“Un feroce attacco alla libertà di stampa, una giornata nera per l’Egitto”: così Amnesty International ha commentato la condanna di tre giornalisti di Al Jazeera English, giudicati oggi colpevoli di aver diffuso notizie false e di aver favorito il movimento fuorilegge della Fratellanza musulmana. Peter Greste, Mohamed Fahmy e Baher Mohamed, arrestati il 29 dicembre 2013, sono stati condannati a sette anni. A Baher Mohamed sono stati inflitti altri tre anni perché era stato trovato in possesso di un bossolo. L’organizzazione per i diritti umani ha dichiarato subito i tre giornalisti “prigionieri di coscienza” e ne chiede il rilascio immediato e incondizionato.
Degli altri sei imputati processati insieme ai tre giornalisti di Al Jazeera, due solo stati assolti e quattro sono stati condannati a sette anni. Altri giornalisti sono stati condannati, in contumacia, a 10 anni di carcere, tra cui Sue Turton, Dominic Kane (di nazionalità britannica) e Rena Netjies (olandese). Un osservatore di Amnesty International al processo ha riscontrato numerose irregolarità e una lunga serie di inettitudini. In 12 udienze, la pubblica accusa non è stata in grado di presentare una sola prova concreta che collegasse i giornalisti a un’organizzazione terrorista o che confermasse che gli imputati avessero “falsificato” delle immagini televisive.
La pubblica accusa ha ostacolato le richieste della difesa di riesaminare e contestare le prove a carico, dimostrandosi spesso impreparata e disorganizzata, spesso impegnata a esibire prove irrilevanti. Le testimonianze contro gli imputati ascoltate in aula sono apparse in contrasto con quelle rese precedentemente per iscritto. Nel corso dei contro-interrogatori, gli esperti hanno dichiarato di non essere in grado confermare se i giornalisti di Al Jazeera avessero falsificato delle immagini o avessero portato con sé materiali non autorizzati.
Insomma, un verdetto aberrante nei confronti di giornalisti giudicati alla stregua di terroristi solo perché il loro lavoro non andava bene alle autorità. Del resto, oggi in Egitto chiunque osi sfidare la narrativa di stato è considerato un bersaglio legittimo.

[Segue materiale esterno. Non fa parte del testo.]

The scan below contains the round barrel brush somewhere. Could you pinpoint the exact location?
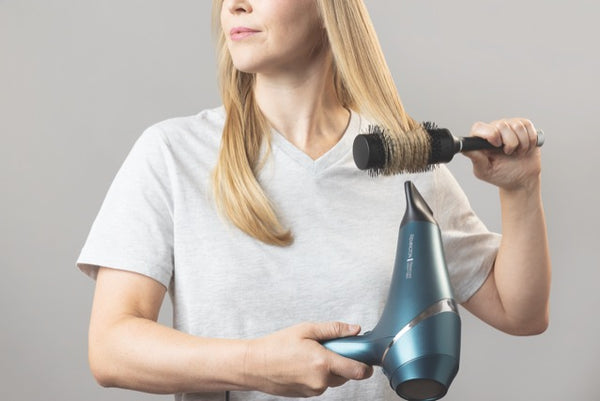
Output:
[352,122,544,175]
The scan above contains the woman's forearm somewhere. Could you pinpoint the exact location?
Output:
[494,181,551,334]
[89,316,248,394]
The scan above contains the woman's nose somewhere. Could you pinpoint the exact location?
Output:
[224,0,252,14]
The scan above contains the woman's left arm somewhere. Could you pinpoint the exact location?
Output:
[463,118,551,335]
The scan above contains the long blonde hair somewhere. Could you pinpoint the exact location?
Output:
[212,0,429,246]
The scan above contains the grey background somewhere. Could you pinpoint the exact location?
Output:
[0,0,600,400]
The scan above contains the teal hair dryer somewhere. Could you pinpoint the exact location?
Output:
[323,181,461,401]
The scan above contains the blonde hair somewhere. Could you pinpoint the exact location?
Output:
[213,0,429,246]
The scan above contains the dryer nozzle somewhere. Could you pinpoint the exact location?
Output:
[323,181,461,401]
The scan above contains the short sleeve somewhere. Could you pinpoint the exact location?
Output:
[434,166,502,303]
[77,128,173,287]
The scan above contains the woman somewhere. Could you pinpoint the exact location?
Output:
[78,0,550,400]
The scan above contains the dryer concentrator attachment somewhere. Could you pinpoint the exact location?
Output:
[323,181,461,401]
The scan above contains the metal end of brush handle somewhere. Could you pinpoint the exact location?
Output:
[459,129,546,152]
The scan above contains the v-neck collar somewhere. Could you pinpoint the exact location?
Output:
[271,110,361,173]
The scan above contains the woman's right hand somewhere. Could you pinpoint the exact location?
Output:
[244,322,373,397]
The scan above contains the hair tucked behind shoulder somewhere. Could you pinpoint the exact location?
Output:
[212,0,429,246]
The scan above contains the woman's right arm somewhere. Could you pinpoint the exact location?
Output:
[89,268,372,396]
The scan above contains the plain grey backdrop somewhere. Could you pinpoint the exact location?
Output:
[0,0,600,401]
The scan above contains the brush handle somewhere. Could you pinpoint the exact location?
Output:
[458,129,545,152]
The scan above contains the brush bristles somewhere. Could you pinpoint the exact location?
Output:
[369,125,433,176]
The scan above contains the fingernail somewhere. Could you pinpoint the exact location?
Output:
[348,324,360,331]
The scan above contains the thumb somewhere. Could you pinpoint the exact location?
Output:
[305,322,360,341]
[463,150,490,169]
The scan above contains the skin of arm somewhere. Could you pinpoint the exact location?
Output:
[89,268,373,397]
[463,118,551,335]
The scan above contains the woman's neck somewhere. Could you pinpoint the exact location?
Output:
[254,51,349,159]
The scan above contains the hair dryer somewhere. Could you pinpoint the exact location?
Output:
[323,181,461,401]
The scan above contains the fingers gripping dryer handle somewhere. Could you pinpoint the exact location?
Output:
[323,181,461,401]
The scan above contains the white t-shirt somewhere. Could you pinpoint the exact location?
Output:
[77,107,500,401]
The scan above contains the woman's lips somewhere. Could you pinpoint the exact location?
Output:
[229,26,259,40]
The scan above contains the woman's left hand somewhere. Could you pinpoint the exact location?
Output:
[465,118,541,191]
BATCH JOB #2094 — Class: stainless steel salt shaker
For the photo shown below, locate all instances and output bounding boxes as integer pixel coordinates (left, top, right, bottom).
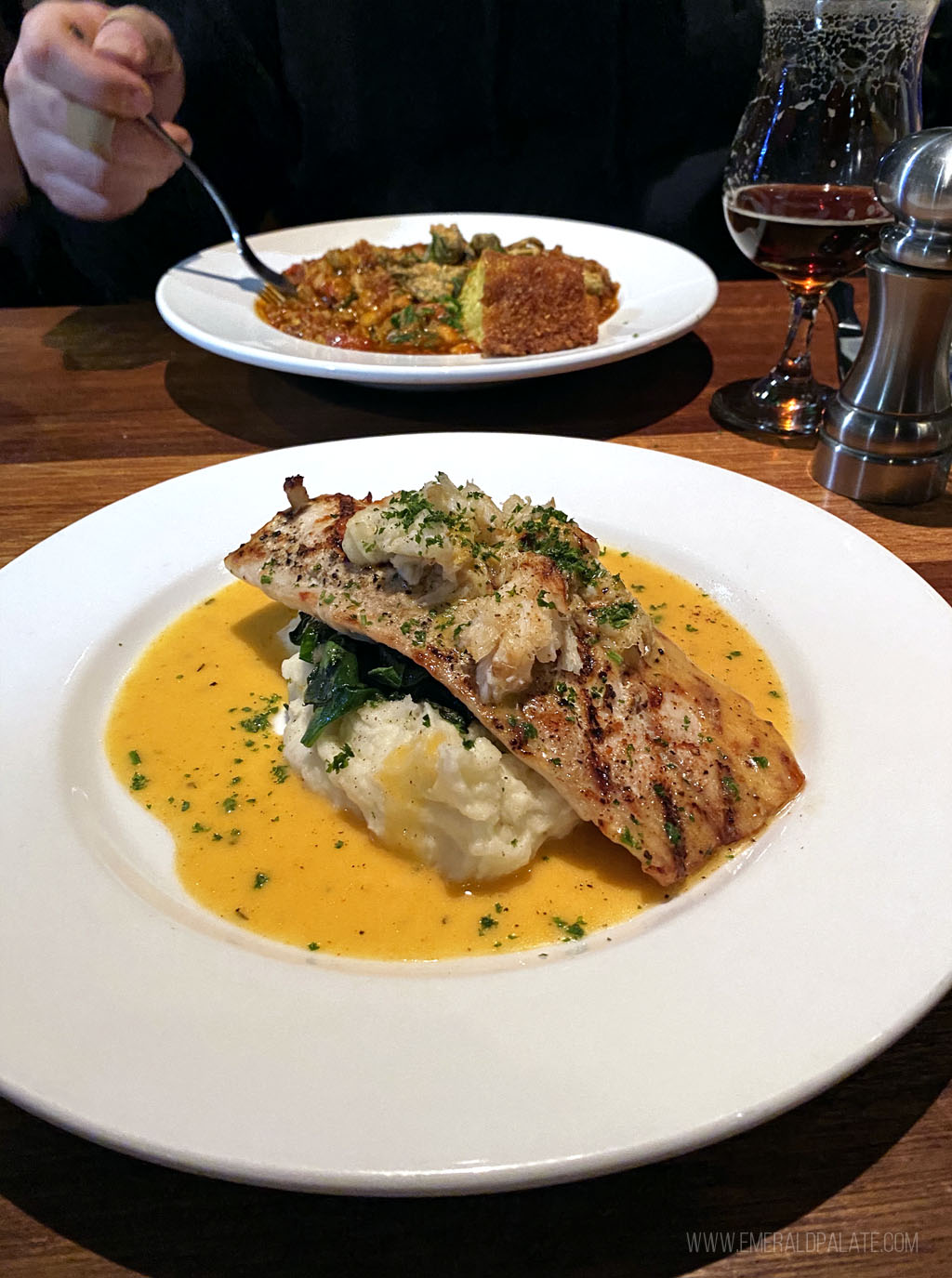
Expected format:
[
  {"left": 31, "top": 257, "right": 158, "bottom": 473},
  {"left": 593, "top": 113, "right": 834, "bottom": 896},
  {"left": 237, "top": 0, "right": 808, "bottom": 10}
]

A rischio non sono solo i giornalisti. Nell’ultimo anno migliaia di persone sono state imprigionate nell’ambito della repressione del dissenso. La pena di morte è stata usata massicciamente: dall’inizio dell’anno 1247 condanne a morte emesse, 247 confermate e 7 precedenti condanne eseguite tramite impiccagione il 16 e il 19 giugno.